Gerontion – T.S. Eliot

 

 

Non sei né giovane né vecchio 
Ma è come se dormissi dopo pranzo 
Sognando di entrambe queste età.

Eccomi, vecchio in un mese arido, 
Mentre un ragazzo mi legge, aspettando la pioggia. 
Non fui alle gole infuocate 
Né combattei nella calda pioggia
Né col ginocchio affondato dentro paludi salmastre 
Combattei, agitando una daga, e morso dalle mosche. 
La mia casa è una casa in rovina, 
E l’ebreo si rannicchia al davanzale, il padrone, 
Generato in qualche taverna d’Anversa, 
A Bruxelles pieno di vesciche, a Londra cencioso e spiantato. 
La capra a notte tossisce nel campo che sta dietro; 
Rocce, muschio, gramigna, ferrivecchi, merde. 
La donna tiene la cucina, fa il tè, 
Di sera sternuta, rovistando nello scolo che sgocciola. 
Io un vecchio, 
Una testa intronata fra spazi ventosi. 

I segni sono presi per miracoli. « Vogliamo vedere un segno! » 
La parola in una parola, incapace di dire una parola, 
Fasciata di tenebra. Nell’adolescenza dell’anno 
Venne Cristo la tigre 
Nel maggio depravato, corniolo e castagno, albero di Giuda 
In fiore, per essere mangiato, per essere spartito, per essere bevuto 
Fra i bisbigli; da Mr. Silvero 
Con mani carezzevoli, che a Limoges
Camminò tutta la notte nella stanza accanto; 

Da Hakagawa, che si inchinava fra i Tiziano; 
Da Madame de Tornquist, che nella stanza buia 
Spostava le candele, da Fräulein von Kulp 
Che nel salone si volse, una mano alla porta. Spole vuote 
Tessono il vento. Io non ho spettri, 
Un vecchio in una casa con correnti d’aria 
Sotto un gomitolo di vento. 

Dopo una tale conoscenza, cos’è mai il perdono?
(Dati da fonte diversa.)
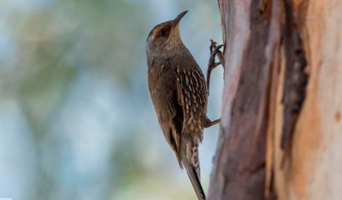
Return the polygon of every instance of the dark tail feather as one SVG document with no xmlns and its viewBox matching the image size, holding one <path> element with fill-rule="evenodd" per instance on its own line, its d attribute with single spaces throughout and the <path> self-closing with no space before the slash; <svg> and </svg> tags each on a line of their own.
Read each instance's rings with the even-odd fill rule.
<svg viewBox="0 0 342 200">
<path fill-rule="evenodd" d="M 198 198 L 199 200 L 205 200 L 205 194 L 204 194 L 203 189 L 202 188 L 201 181 L 197 176 L 197 172 L 196 172 L 196 169 L 192 165 L 189 165 L 188 164 L 188 163 L 186 163 L 186 164 L 184 165 L 187 170 L 187 172 L 188 172 L 188 176 L 189 176 L 189 178 L 191 181 L 191 183 L 192 184 L 192 187 L 193 187 L 193 189 L 195 190 L 196 195 Z"/>
</svg>

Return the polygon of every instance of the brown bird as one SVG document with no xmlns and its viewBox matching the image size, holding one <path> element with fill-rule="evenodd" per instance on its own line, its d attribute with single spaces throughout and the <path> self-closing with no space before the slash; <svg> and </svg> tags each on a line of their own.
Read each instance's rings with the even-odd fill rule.
<svg viewBox="0 0 342 200">
<path fill-rule="evenodd" d="M 207 117 L 208 93 L 203 74 L 183 43 L 179 23 L 188 12 L 155 26 L 147 39 L 149 88 L 160 127 L 185 167 L 199 200 L 205 200 L 200 182 L 198 143 L 203 128 L 218 123 Z"/>
</svg>

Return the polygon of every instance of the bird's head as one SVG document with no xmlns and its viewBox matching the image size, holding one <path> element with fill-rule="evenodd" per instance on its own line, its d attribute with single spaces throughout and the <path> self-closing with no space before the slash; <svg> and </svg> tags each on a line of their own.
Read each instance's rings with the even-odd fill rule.
<svg viewBox="0 0 342 200">
<path fill-rule="evenodd" d="M 179 33 L 179 22 L 188 12 L 185 11 L 174 20 L 160 23 L 152 29 L 146 41 L 146 53 L 149 56 L 172 54 L 184 45 Z"/>
</svg>

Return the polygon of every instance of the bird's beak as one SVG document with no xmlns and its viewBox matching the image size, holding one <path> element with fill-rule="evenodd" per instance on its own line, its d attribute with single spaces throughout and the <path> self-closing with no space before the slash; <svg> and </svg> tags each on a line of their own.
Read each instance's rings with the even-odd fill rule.
<svg viewBox="0 0 342 200">
<path fill-rule="evenodd" d="M 188 10 L 186 10 L 184 12 L 182 12 L 181 14 L 178 15 L 178 16 L 176 17 L 176 18 L 173 20 L 172 22 L 172 27 L 173 28 L 174 28 L 176 26 L 177 26 L 177 24 L 178 24 L 179 23 L 179 21 L 180 21 L 180 20 L 182 19 L 182 18 L 184 17 L 184 15 L 185 15 L 188 12 Z"/>
</svg>

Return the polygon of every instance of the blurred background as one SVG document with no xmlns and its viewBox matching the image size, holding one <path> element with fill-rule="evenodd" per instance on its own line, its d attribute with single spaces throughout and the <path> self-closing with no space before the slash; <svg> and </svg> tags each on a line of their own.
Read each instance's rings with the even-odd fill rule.
<svg viewBox="0 0 342 200">
<path fill-rule="evenodd" d="M 0 197 L 195 200 L 160 129 L 145 45 L 155 25 L 189 10 L 182 39 L 206 73 L 222 43 L 216 0 L 0 1 Z M 220 113 L 223 70 L 208 116 Z M 207 191 L 218 126 L 199 149 Z"/>
</svg>

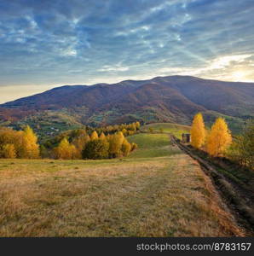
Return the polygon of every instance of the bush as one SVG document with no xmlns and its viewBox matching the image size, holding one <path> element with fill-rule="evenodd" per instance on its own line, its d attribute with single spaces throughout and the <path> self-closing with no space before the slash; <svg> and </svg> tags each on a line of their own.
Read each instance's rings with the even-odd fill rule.
<svg viewBox="0 0 254 256">
<path fill-rule="evenodd" d="M 108 157 L 109 143 L 107 140 L 94 139 L 87 143 L 83 151 L 84 159 L 106 159 Z"/>
<path fill-rule="evenodd" d="M 137 148 L 137 144 L 132 143 L 131 143 L 131 151 L 133 151 L 133 150 L 135 150 L 135 149 L 136 149 L 136 148 Z"/>
</svg>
Ora penso 
Che la storia abbia molti passaggi nascosti, e corridoi tortuosi 
E varchi, e che ci inganni con bisbiglianti ambizioni, 
E che ci guidi con le vanità. Ora penso che dia 
Quando la nostra attenzione è distratta, 
E che quanto ci dà lo dia con turbamenti 
Così lusinghieri che il dato affama ciò che si desidera. E ci dà 
Troppo tardi ciò in cui più non si crede, o se ancora 
Ci crediamo, soltanto nel ricordo, come passioni riconsiderate. 
E troppo presto dà in deboli mani, ciò che è pensato può essere 
Dispensato, finché il rifiuto propaga la paura. Penso 
Che né paura né coraggio ci salvino. I vizi innaturali
Hanno per padre il nostro eroismo. Le virtù 
Ci sono imposte dai nostri impudenti delitti. 
Queste lacrime sono scosse dall’albero che arreca la collera. 
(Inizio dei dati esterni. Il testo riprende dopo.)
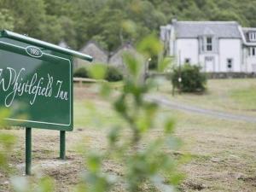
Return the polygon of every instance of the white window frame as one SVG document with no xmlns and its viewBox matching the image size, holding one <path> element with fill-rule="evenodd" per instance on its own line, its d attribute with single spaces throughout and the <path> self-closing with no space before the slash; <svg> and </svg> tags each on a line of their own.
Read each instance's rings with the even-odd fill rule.
<svg viewBox="0 0 256 192">
<path fill-rule="evenodd" d="M 208 40 L 208 38 L 210 38 L 211 39 L 211 43 L 208 43 L 207 42 L 207 40 Z M 213 42 L 213 38 L 212 37 L 212 36 L 207 36 L 207 37 L 205 37 L 205 38 L 204 38 L 204 50 L 206 51 L 206 52 L 212 52 L 212 51 L 213 51 L 213 44 L 212 44 L 212 42 Z M 208 50 L 208 46 L 211 46 L 211 50 Z"/>
<path fill-rule="evenodd" d="M 250 41 L 256 41 L 256 32 L 249 32 L 249 39 Z"/>
<path fill-rule="evenodd" d="M 229 61 L 231 61 L 230 63 L 229 63 Z M 229 67 L 229 65 L 231 65 L 231 67 Z M 234 68 L 234 59 L 233 58 L 227 58 L 227 71 L 228 72 L 233 72 L 233 68 Z"/>
<path fill-rule="evenodd" d="M 249 56 L 256 57 L 256 47 L 250 47 Z"/>
<path fill-rule="evenodd" d="M 184 59 L 184 63 L 186 63 L 186 64 L 191 64 L 191 58 L 189 58 L 189 57 L 185 58 Z"/>
</svg>

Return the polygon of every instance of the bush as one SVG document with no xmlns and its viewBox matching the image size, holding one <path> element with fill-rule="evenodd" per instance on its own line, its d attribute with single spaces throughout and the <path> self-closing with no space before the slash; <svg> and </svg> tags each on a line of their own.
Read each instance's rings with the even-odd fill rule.
<svg viewBox="0 0 256 192">
<path fill-rule="evenodd" d="M 76 78 L 89 78 L 89 73 L 85 67 L 80 67 L 75 70 L 73 77 Z"/>
<path fill-rule="evenodd" d="M 123 79 L 123 74 L 114 67 L 108 67 L 105 79 L 110 82 L 120 81 Z"/>
<path fill-rule="evenodd" d="M 201 67 L 189 64 L 174 68 L 172 82 L 174 88 L 183 92 L 201 92 L 206 89 L 207 77 L 200 72 Z M 179 77 L 181 82 L 179 82 Z"/>
</svg>

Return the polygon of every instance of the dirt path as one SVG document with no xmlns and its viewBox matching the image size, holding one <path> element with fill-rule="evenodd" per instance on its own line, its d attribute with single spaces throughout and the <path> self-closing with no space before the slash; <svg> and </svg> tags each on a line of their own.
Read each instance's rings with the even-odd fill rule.
<svg viewBox="0 0 256 192">
<path fill-rule="evenodd" d="M 164 96 L 149 95 L 147 96 L 147 99 L 155 102 L 161 106 L 172 108 L 172 109 L 183 110 L 189 113 L 201 113 L 201 114 L 208 115 L 208 116 L 212 116 L 222 119 L 239 120 L 239 121 L 245 121 L 247 123 L 256 123 L 256 117 L 232 114 L 226 112 L 219 112 L 219 111 L 201 108 L 198 107 L 190 106 L 181 102 L 174 102 Z"/>
</svg>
La tigre balza nell’anno nuovo. Ci divora. Infine, 
Penso che non giungemmo a conclusione, quando m’irrigidii 
In una casa d’affitto. Infine, 
Penso d’averlo detto per un preciso scopo, e non perché costretto 

Dalle blandizie dei demoni che guardano al passato. 
Su questo, onestamente ti vorrei rispondere. 
Io che ero presso al tuo cuore ne fui scacciato 
Perdendo la bellezza nel terrore, il terrore nella ricerca. 
Ho perduto la mia passione: perché dovrei conservarla 
Se ciò che si conserva si contamina? 
Ho perduto la vista e l’odorato, l’udito, il gusto e il tatto: 
Come li potrò usare per esserti più accanto? 
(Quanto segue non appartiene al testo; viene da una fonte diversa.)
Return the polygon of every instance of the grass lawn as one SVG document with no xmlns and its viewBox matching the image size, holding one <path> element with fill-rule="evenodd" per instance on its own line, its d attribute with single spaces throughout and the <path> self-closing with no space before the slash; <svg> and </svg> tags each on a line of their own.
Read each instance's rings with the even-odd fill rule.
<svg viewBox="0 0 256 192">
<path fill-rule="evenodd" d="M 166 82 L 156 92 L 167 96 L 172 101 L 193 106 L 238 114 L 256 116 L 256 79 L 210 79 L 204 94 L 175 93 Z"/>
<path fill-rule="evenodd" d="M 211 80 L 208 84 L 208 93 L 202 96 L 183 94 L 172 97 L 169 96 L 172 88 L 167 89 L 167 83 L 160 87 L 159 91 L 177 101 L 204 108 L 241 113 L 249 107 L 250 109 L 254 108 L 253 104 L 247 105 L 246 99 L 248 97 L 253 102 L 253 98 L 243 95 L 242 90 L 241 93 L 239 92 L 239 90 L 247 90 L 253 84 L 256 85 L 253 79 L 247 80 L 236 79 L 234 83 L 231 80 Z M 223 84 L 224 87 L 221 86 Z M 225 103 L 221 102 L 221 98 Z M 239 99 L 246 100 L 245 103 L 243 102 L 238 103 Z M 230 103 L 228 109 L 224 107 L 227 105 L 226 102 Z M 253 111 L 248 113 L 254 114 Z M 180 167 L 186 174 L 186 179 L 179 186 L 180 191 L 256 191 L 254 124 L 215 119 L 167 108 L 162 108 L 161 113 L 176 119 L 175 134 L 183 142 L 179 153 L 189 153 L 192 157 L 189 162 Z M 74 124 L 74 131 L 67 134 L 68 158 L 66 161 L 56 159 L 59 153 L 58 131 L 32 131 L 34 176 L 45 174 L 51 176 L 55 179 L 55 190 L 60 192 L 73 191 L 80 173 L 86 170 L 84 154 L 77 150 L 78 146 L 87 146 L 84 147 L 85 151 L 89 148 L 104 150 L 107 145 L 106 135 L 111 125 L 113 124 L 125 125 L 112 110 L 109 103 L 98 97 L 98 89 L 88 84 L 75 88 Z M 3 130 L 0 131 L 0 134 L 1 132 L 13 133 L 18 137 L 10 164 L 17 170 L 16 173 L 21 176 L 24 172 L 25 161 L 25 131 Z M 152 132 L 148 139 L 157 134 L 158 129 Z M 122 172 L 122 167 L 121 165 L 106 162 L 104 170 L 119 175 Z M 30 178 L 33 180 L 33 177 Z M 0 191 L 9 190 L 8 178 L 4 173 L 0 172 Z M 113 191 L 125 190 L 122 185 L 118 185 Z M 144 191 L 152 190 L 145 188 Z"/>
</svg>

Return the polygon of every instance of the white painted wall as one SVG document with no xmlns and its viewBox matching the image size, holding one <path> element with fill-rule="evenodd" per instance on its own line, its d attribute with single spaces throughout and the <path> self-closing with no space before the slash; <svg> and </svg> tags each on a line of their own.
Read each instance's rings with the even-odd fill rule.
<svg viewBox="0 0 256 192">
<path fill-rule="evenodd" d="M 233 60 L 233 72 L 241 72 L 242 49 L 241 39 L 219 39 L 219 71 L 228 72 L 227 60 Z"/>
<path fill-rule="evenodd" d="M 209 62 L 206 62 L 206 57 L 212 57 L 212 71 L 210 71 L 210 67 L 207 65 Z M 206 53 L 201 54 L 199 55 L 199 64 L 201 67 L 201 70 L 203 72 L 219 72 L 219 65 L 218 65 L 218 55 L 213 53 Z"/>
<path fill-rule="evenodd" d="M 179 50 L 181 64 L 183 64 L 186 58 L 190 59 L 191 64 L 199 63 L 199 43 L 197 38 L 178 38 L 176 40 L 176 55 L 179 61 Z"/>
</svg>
Questi, con mille futili decisioni 
Prolungano il profitto del loro gelido delirio, 
Eccitano la membrana, quando il senso si è raffreddato, 
Con salse pungenti, moltiplicano la varietà 
In una desolazione di specchi. Cosa farà il ragno? 
Sospenderà le sue mosse, o indugerà 
Il tonchio? da Bailhache, Fresca, Mrs. Cammel, roteavano 
Oltre l’orbita dell’Orsa tremolante 
In atomi infranti. Gabbiano controvento, negli stretti ventosi 
Di Belle Isle, o rapido sull’Horn, 
Piume bianche nella neve, i richiami del Golfo, 
E un vecchio sospinto dagli Alísei In un angolo di sonno. 

Padroni della casa, 
I pensieri di un arido cervello in un’arida stagione.